Part of the problem, of course, is that racism, like most prejudices worthy of the name, is subconscious, automatic. It's difficult to reason away, even if you realize it would be better to do so. We are not so different from little children who, when scolded for drinking directly from the milk jug, don't actually stop drinking directly from the milk jug. They just figure out how to do it without getting caught.
So we've learned, as a group, how to be prejudiced without getting caught. We learn that if we denounce racism openly, we're less likely to get caught for being racist covertly. We learn that if we apologize for our prior racism, we're less likely to get caught for our present racism. We learn that if we have a non-racist cover story for a racist act, we're less likely to get caught.
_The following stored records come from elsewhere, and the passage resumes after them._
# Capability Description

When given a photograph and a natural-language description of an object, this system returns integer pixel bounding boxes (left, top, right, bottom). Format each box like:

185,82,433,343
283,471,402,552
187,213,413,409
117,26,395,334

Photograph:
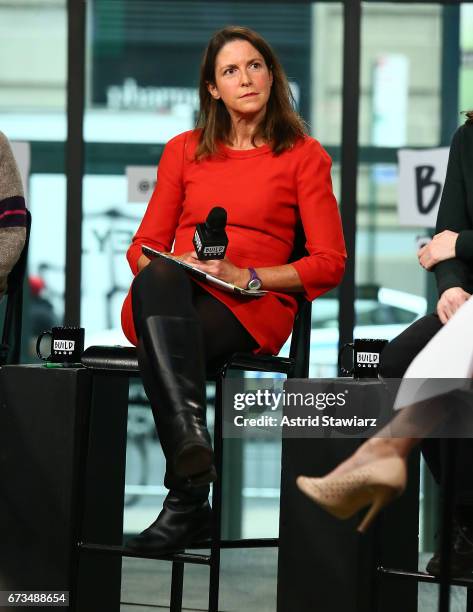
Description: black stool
72,300,311,612
378,438,473,612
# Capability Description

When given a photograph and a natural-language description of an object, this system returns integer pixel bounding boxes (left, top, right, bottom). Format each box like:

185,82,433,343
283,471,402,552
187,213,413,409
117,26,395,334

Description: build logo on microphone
356,351,379,368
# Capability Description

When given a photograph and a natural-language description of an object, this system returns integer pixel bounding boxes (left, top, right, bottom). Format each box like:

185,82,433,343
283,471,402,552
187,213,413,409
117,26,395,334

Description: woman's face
208,40,273,117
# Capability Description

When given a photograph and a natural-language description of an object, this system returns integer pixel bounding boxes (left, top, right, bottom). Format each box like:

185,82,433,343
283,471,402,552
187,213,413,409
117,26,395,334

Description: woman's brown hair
195,26,306,159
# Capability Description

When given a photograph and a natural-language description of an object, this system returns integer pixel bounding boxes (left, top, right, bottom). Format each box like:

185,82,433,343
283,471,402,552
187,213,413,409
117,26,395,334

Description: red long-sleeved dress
122,131,346,354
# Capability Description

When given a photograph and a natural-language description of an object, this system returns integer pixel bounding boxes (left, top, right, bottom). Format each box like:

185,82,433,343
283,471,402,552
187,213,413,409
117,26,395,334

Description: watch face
248,277,261,291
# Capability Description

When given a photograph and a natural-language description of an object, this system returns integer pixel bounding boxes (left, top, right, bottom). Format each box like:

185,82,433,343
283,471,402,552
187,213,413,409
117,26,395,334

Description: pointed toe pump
297,457,407,533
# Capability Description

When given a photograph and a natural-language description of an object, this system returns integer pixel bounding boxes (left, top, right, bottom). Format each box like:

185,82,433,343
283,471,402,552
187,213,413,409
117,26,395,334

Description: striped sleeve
0,132,26,296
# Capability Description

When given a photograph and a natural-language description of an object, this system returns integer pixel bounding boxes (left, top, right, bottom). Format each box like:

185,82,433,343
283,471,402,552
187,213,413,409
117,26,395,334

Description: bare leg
329,394,454,476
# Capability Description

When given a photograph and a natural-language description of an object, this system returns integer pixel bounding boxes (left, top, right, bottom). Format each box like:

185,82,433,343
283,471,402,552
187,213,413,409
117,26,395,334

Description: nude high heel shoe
297,457,407,533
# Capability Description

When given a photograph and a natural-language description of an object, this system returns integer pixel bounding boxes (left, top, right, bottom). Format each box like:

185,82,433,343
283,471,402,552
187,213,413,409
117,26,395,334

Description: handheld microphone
192,206,228,259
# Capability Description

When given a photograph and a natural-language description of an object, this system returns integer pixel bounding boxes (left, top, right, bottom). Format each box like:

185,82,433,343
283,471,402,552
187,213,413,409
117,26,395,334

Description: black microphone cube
192,223,228,260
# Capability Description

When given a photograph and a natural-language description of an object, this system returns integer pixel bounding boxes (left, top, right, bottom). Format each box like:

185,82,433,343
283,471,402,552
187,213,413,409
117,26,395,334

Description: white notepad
141,245,268,297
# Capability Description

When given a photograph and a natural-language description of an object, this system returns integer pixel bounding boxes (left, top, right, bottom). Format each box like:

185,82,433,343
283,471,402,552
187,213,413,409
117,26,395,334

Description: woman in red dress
122,27,346,553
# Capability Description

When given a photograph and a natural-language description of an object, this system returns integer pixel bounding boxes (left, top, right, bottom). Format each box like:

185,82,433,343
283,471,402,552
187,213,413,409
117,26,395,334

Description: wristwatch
246,268,263,291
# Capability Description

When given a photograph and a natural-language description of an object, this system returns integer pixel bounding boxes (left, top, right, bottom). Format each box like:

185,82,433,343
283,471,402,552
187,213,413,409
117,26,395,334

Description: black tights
132,259,257,464
132,259,257,370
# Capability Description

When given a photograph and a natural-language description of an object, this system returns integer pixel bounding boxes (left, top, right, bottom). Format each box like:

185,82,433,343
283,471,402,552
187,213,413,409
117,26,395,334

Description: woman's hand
137,255,151,273
175,251,250,288
437,287,471,325
417,230,458,270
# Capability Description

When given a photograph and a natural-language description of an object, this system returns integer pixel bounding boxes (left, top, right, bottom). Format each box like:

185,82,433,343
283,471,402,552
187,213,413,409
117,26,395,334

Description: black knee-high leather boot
141,316,216,486
126,470,212,555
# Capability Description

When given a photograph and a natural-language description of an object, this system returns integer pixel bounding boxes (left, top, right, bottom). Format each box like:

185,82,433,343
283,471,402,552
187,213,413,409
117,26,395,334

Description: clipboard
141,245,268,297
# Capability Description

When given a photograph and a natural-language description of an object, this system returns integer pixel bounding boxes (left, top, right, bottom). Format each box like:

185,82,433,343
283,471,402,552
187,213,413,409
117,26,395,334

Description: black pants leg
380,314,473,507
132,259,256,478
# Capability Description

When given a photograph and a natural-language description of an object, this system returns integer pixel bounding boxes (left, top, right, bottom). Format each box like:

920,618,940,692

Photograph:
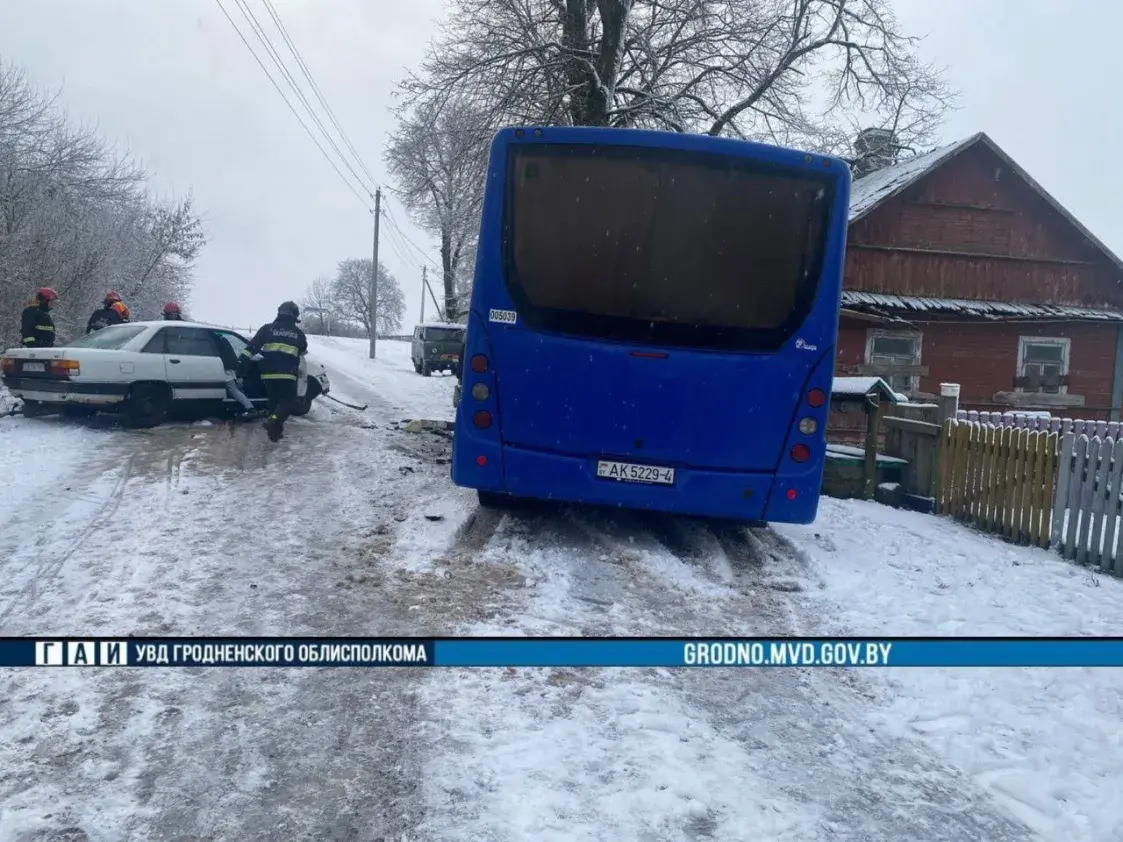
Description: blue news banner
0,638,1123,667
We even learn—in one of the few examples of the random person on the street "getting" statistics—that if our racist decisions are parsimoniously made, we're less likely to get caught, because the sample size is too small.
There's nothing special about racism, in this regard (and this regard alone). The kind of sexist prejudice that reigned in the Elliot Rodger case is at about the same stage. Open sexism is (mostly) ridiculed, so it's been sublimated, suppressed in favor of covert sexism. You know, the kind where we root for the loyal nerd friend crushing on a girl over the glib jock, because he's, well, loyal, and all guys know how irresistible it is when an otherwise plain girl is always there for us. Well, don't we?
In some sense, there's been progress made, because it's now clear that We Won't Stand For That Anymore (In Public). On the other hand, it might be a lot harder to stamp out the covert sexism, the hidden racism, especially if it's the 90 percent of the iceberg hanging out under water. It might be insuperably difficult to root out every last bit of it.
In fact (and I recognize that this is a controversial question to even ask), is there much point in trying to root out every last bit? Before you excoriate me, let me draw an analogy with science. Science is a social endeavor in which the community at large attempts to address questions about nature in an objective manner. It does this, not by attempting to eliminate bias in scientists (for it's recognized that this is plainly too hard), but by having procedures in place for recognizing biases and even potential biases, and compensating appropriately for them. These procedures, when properly applied, are so successful that it is difficult for scientists to influence their results materially without getting caught—so difficult, in truth, that it must be done intentionally and consciously, if it be done at all. It cannot be just the result of subconscious bias.
The measures that we take in society at large to deal with biases are not at that relatively advanced stage yet. These so-called "social programs" are bluntly applied, and although they can and do help, that bluntness also tends to make them easy targets for their detractors. To be fair, the biases they deal with are probably more intractable. Science has the luxury of dealing with one almost infinitesimally small question at a time. Society is, at least with our present understanding, much more tangled. But the present practice of avoiding getting caught won't work in the long run, and I have a sneaking suspicion that when prejudices are finally dealt with successfully, if they ever are, it will be by having such measures in place that are considered culturally de rigeur, and not by eliminating them entirely.